Thursday, March 24, 2005

Plague Spring 

Well, Roberto is back on his pins, but Jim is still 10-7. There are swathes of co-workers not just down, not just out, but stomped flat by this flu or whatever it is going around. I'm getting it, so I'll probably just take Good Friday off and blog from home.

Ironically, (I guess it's irony, I'll have to ask Mr. Snitch!) I've been reading The Great Influenza, by John M. Barry, concerning the deadly epidemic in 1918-19. While you're hacking, sneezing and blowing snot bubbles, here's some fun facts: it was called the Spanish Flu because Spain was one of the few neutral nations in 1918 and thus one of the few developed nations with an uncontrolled press. They were the only ones reporting the deaths. Actually, it almost certainly got its start in Kansas, USA.

The devastation it brought to the German army, even in it's early, relatively non-lethal version, put an end to their last chance to win the war.

It killed more people in twenty-four weeks than AIDS has killed in twenty-four years. It killed more people in a year than the Black Death killed in a century. Probably more than 100 million.

The death toll in New York City was 33,000 in a city of around 4,000,000. More than twenty 9/11s in a matter of weeks.

One thing, aside from scale, that distinguished this epidemic from others was the fact that if you were young and healthy, you were more likely to die. This strain turned the immune system against the victims. The stronger your immune system, the quicker it would kill you. There were many cases of death within hours of the first symptom.
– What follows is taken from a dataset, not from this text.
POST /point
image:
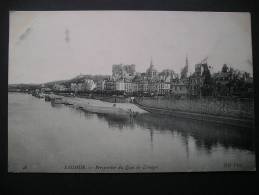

The 'silver lining', as Kos might put it, was that it coincided with a remarkable period of development of American science and medical research and spurred a great leap forward in those fields.

What I've found most interesting, though, is the portrait of the governance of the Progressives in 1918. Anyone who ever let the word Bushitler escape their lips or keyboard ought to take a look at wartime America under Wilson. Lincoln famously suspended habeas corpus, but that, in fact, involved only a handful of cases.

The government compelled conformity, controlled speech
in ways, frightening ways, not known in America before
or since. Soon after the declaration of war, Wilson pushed
the Espionage Act through a cooperative Congress, which
balked only at legalizing outright press censorship -- despite
Wilson's calling it "an imperative necessity".
In a move loaded with contemporary echoes, Attorney General Gregory demanded that the Librarian of Congress report the names of those who had asked for certain books. He got what he wanted with none of that Patriot Act nonsense about warrants or subpoenas. The new Sedition Act made it punishable by twenty years in jail to "utter, print, write or publish any disloyal, profane, scurrilous, or abusive language about the government of the United States." And they used this law. Thousands would be jailed under it. As Perry notes, "One could go to jail for cursing the government, or criticizing it, even if what one said was true." And to help enforce this law the government formed the volunteer American Protective League and authorized them to carry a badge saying "Secret Service." They ultimately numbered 200,000 and reported their neighbors' transgressions to the authorities.

This is all just a reminder that when the Progressives are on the march, it's best to keep your head down.